February 26 2010, 18:29:26 UTC 2 years ago

Re: Here's what I propose

My "beliefs" as you call them are a direct result of more than 10 years of research on child abuse, particularly child sexual abuse.

I'm all in favor of prosecuting abusers in the criminal courts, which is one reason why I'm a member of PROTECT.org. Increased prosecutions and penalties are a cornerstone of their agenda.

Where we differ is on your delusional opinions that a) child abuse is a low per capita occurrence and b) that the system somehow unfairly targets poor people.

Wexler's agenda does nothing to help victims and everything to perpetuate the cycle of abuse. If you support him and NCCPR out of the misguided belief that you're somehow opposing the oppression of the disadvantaged, you're actually helping to perpetuate poverty, since many abuse victims end up unable to socially advance as a result of the developmental impacts of their trauma, and implementation of NCCPR's policies lead to perpetuation of abuse.

I review dozens of studies on child abuse every year and none of the ones that have scientifically objective methodologies support any of Wexler's or your claims.

We're working hard to, "End it," as you say. It ends when all child abusers are incarcerated and all victims get the care and treatment they need. It's an impossible goal, but we're making progress every year.

Anonymous

February 27 2010, 04:31:36 UTC 2 years ago

Re: Here's what I propose

The stats back up what I'm saying regarding the numbers per capita and the poverty.
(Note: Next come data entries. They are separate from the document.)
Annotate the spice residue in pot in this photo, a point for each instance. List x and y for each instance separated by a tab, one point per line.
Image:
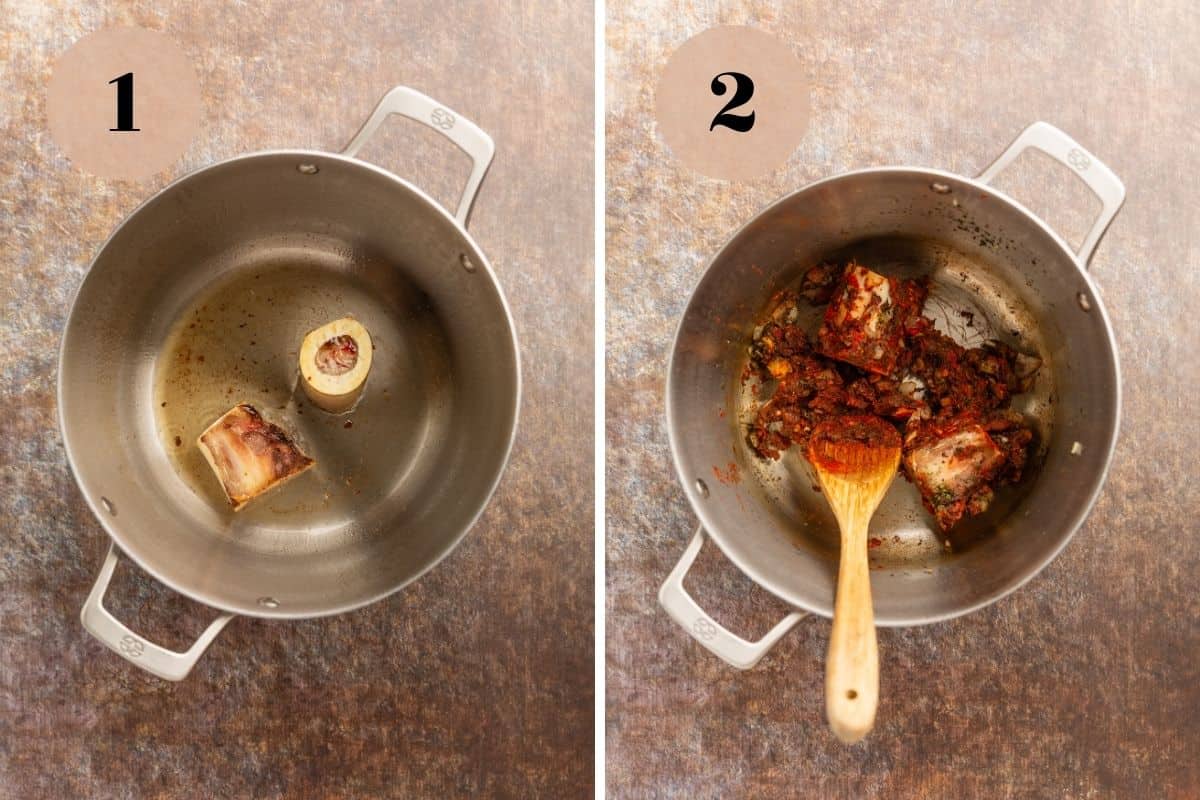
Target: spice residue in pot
876	353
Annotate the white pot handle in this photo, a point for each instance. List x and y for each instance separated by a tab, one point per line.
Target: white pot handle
702	627
1090	169
120	639
454	126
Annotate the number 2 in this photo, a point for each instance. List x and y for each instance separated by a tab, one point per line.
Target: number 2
124	102
744	91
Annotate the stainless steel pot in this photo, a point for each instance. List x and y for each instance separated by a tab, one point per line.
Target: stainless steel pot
293	239
988	257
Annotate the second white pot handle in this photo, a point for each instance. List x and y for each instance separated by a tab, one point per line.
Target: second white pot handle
454	126
1060	146
137	650
687	612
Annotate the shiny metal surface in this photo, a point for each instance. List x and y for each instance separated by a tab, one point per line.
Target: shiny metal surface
431	435
985	254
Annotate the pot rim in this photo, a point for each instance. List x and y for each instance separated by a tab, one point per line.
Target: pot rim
484	265
699	504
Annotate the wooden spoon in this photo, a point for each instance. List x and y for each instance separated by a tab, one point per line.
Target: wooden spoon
856	458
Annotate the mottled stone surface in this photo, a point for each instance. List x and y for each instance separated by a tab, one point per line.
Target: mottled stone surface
475	681
1086	683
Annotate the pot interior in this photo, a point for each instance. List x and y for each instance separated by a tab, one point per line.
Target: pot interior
996	272
201	300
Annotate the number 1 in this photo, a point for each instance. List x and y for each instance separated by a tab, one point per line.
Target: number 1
124	102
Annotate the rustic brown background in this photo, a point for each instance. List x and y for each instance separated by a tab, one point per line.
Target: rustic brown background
1085	684
475	681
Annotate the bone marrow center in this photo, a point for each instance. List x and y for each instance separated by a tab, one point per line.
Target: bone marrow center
337	355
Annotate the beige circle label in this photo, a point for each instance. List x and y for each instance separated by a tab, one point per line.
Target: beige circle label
124	103
732	102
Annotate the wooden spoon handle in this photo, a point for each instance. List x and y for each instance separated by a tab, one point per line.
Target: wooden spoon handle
852	667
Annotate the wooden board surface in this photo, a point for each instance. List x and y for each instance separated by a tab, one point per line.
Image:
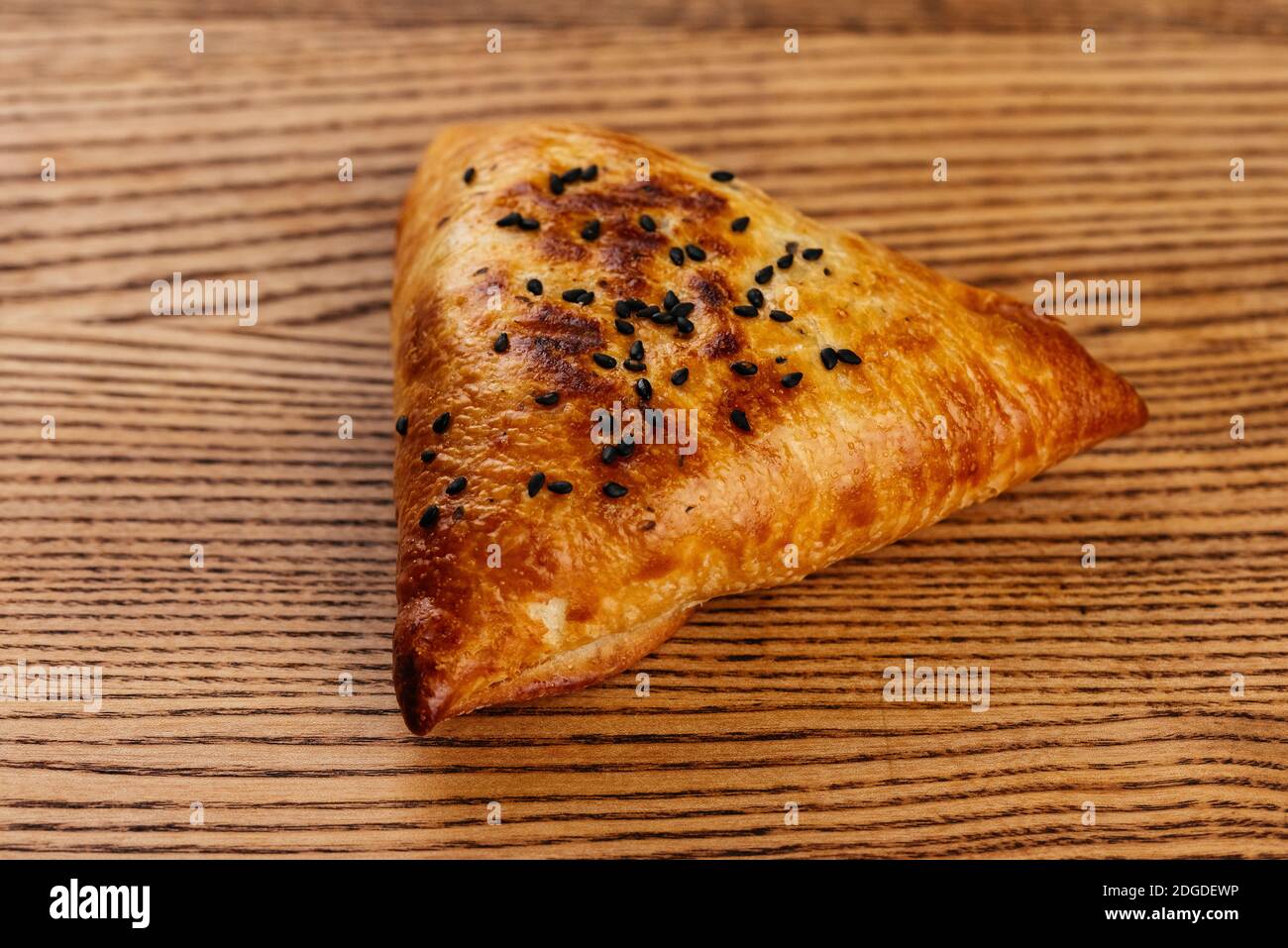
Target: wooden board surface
1109	686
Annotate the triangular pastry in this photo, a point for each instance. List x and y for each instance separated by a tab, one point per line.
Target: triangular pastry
819	397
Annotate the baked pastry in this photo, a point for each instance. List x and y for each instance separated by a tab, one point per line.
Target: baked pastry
825	395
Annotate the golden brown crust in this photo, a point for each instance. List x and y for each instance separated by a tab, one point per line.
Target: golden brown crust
510	596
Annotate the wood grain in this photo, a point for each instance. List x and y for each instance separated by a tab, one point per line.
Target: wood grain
220	685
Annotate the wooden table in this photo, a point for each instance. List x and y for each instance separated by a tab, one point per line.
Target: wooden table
1111	686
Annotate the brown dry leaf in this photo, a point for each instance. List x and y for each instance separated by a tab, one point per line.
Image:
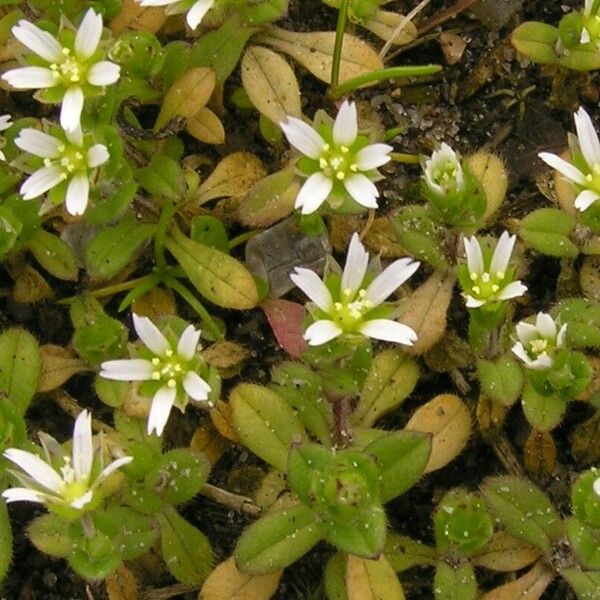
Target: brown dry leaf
528	587
232	177
206	127
58	365
133	16
227	583
208	441
447	418
372	579
385	22
427	308
226	356
271	84
187	95
155	304
122	585
314	51
540	453
505	553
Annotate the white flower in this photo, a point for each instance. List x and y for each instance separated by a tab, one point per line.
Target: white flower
71	71
171	366
585	173
443	172
489	281
338	163
355	306
538	342
73	484
196	9
69	162
4	125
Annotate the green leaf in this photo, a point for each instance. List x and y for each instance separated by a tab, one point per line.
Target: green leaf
391	379
186	551
404	553
265	423
547	230
401	457
217	276
114	248
20	367
501	380
524	510
455	582
277	540
54	255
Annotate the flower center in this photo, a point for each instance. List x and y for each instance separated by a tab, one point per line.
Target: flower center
337	162
351	308
168	369
485	285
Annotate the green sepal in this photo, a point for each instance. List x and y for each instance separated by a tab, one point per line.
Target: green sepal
401	457
523	510
186	550
277	540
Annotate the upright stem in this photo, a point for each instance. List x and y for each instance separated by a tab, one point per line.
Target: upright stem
340	30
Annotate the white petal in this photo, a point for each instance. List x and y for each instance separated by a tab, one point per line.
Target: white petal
77	195
389	331
512	290
588	138
38	143
197	12
546	326
313	192
103	73
149	333
88	34
502	253
355	268
362	189
38	40
83	450
321	332
303	137
24	494
160	409
36	468
345	127
390	279
570	171
30	78
72	105
195	387
41	181
97	155
133	369
188	342
310	283
585	199
373	156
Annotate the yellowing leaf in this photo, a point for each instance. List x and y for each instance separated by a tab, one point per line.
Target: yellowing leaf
372	579
447	418
271	84
314	51
206	127
187	95
227	583
232	177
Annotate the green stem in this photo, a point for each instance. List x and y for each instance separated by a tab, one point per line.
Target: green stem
176	286
340	30
167	211
382	74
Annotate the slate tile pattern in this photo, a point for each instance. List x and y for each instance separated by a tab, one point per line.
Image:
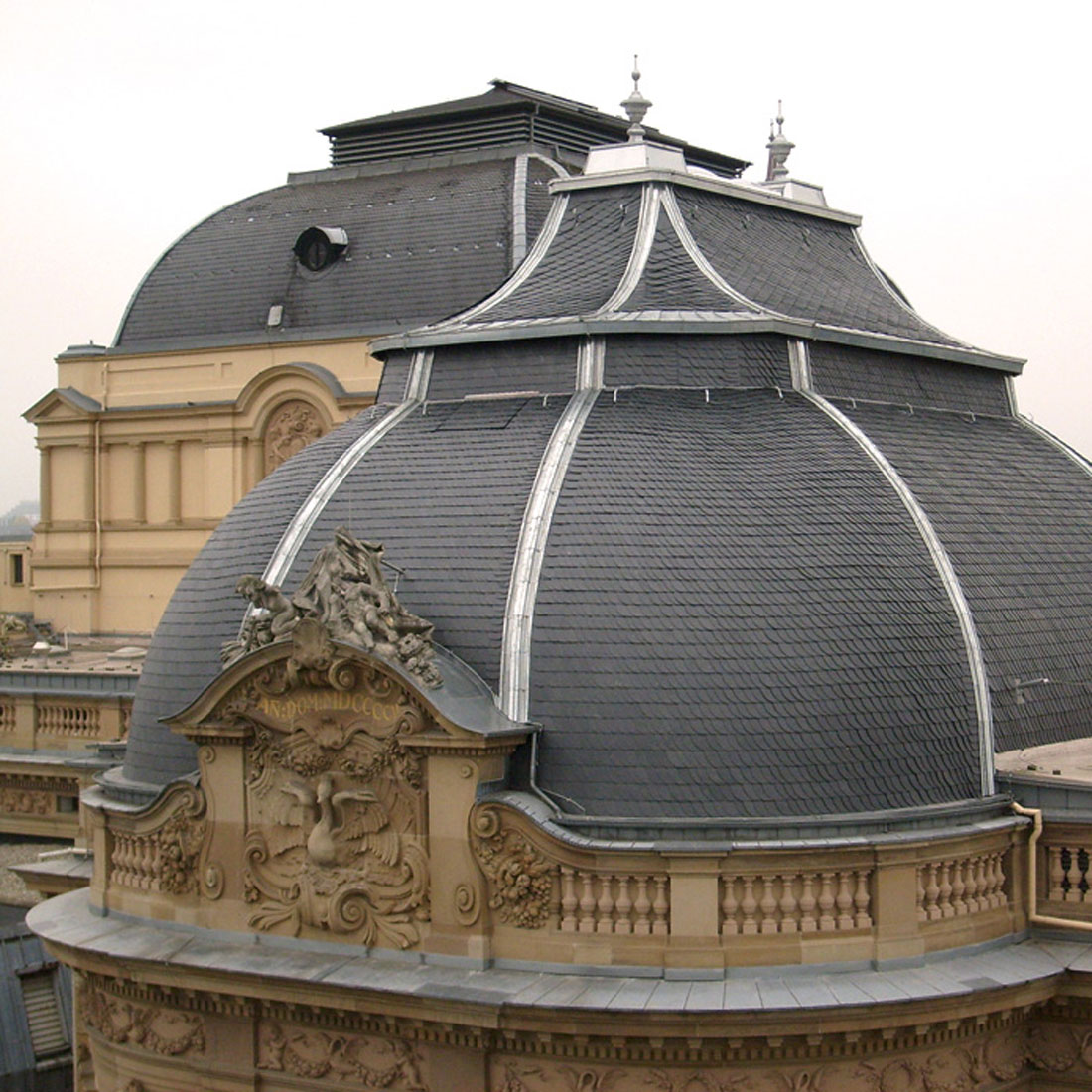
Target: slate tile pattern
423	244
841	371
736	615
445	491
697	360
537	197
797	264
586	261
1016	516
547	364
670	280
205	611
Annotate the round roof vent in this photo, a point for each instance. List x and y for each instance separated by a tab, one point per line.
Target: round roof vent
318	248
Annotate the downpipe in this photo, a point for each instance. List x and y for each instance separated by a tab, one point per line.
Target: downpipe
1033	916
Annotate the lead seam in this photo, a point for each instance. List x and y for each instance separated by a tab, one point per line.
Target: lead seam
940	560
308	513
514	688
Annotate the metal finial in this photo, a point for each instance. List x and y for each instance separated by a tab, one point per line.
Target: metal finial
635	106
779	146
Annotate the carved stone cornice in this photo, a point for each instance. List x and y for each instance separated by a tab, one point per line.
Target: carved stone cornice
926	1051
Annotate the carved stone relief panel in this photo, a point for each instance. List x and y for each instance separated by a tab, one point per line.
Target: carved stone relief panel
521	880
360	1060
336	805
155	1027
292	426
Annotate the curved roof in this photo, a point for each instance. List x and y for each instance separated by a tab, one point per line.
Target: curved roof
781	567
424	241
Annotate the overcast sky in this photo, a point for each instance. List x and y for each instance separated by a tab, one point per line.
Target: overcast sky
958	130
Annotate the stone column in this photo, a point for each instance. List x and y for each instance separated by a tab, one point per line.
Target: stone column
174	481
45	493
140	491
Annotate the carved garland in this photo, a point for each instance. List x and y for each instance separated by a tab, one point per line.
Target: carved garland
521	880
362	1059
164	858
157	1028
336	800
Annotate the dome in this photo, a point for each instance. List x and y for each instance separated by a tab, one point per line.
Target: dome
697	491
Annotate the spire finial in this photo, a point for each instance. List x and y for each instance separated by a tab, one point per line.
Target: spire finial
779	146
635	106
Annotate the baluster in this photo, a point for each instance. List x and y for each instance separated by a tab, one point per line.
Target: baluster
749	905
605	906
1000	896
659	907
987	897
975	887
1057	874
932	893
1072	876
729	906
808	923
768	906
146	855
787	904
980	883
827	923
862	919
587	923
959	887
623	906
642	906
844	902
946	890
568	899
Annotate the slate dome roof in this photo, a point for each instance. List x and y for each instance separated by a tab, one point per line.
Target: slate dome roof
700	493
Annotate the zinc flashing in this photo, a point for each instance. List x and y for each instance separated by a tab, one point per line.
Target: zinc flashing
940	559
297	531
534	532
691	323
727	186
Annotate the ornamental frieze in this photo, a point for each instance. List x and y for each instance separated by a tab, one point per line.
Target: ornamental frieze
367	1060
335	803
162	852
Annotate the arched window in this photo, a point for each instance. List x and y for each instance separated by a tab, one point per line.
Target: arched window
291	427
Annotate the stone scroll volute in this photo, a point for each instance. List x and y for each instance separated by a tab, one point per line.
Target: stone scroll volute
318	807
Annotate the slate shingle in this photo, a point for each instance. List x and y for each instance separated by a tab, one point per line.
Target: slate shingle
423	244
736	615
205	611
1016	516
797	264
845	372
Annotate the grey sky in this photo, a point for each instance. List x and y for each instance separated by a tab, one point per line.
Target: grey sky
958	130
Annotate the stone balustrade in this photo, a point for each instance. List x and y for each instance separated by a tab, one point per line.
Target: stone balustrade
832	901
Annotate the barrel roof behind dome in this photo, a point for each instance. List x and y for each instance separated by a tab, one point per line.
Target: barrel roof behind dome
423	242
646	246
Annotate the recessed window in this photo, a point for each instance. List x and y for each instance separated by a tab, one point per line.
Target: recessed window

Wexler is not in favor of reuniting sexual abuse victims w/ their perpetrators. I'm not sure where you are getting your info. I'm all for protecting children from abuse but I am also in favor of protecting children from systemites who can't see the forest for the trees and will take any child even those who are not abused because of their own personal hysteria. Innocent families are being brutalized by child protective services. What do you say to those families? Do we leave them alone? Do we take their children just in case? How would you address a situation like that?

[info]m_fallenangel

February 27 2010, 13:57:44 UTC 2 years ago

Re: Here&#39;s what I propose

Please, oh please, send me links to some of these studies.

In practical terms, "Family preservation," is nothing but keeping abusers with their victims. The Alabama Model is a national disgrace.

You seem to be operating under the delusion that child protective service agencies have some kind of agenda against the poor and that they delight in snatching children away at the slightest allegation of abuse. I assure you, abuse investigators do not go back to the office cackling like the Wicked Witch of the West because they snagged another kid away from another poor family.

In reality, very few children involved in investigations are ever taken away for more than a brief period, and then only when there's suspicion of imminent harm. Keep in mind, these agencies have so few resources in terms of staff and funding that only half of the abuse and neglect reports in this country are even investigated.

You've been giving vague generalities like, "End it." Would you mind giving me a detailed, specific proposal as to how you would improve child abuse investigation and prosecution? Please include numbers if you have them.

Anonymous

February 27 2010, 21:28:38 UTC 2 years ago

I'd appreciate your thoughts on this case.

http://childprotectionreform.wordpress.com/2009/01/04/one-familys-struggle/

I am going to present you with some stats and info - so please sit tight. In the meantime, what do you think of a case like this one. Let me know if you have any problems accessing this family's story.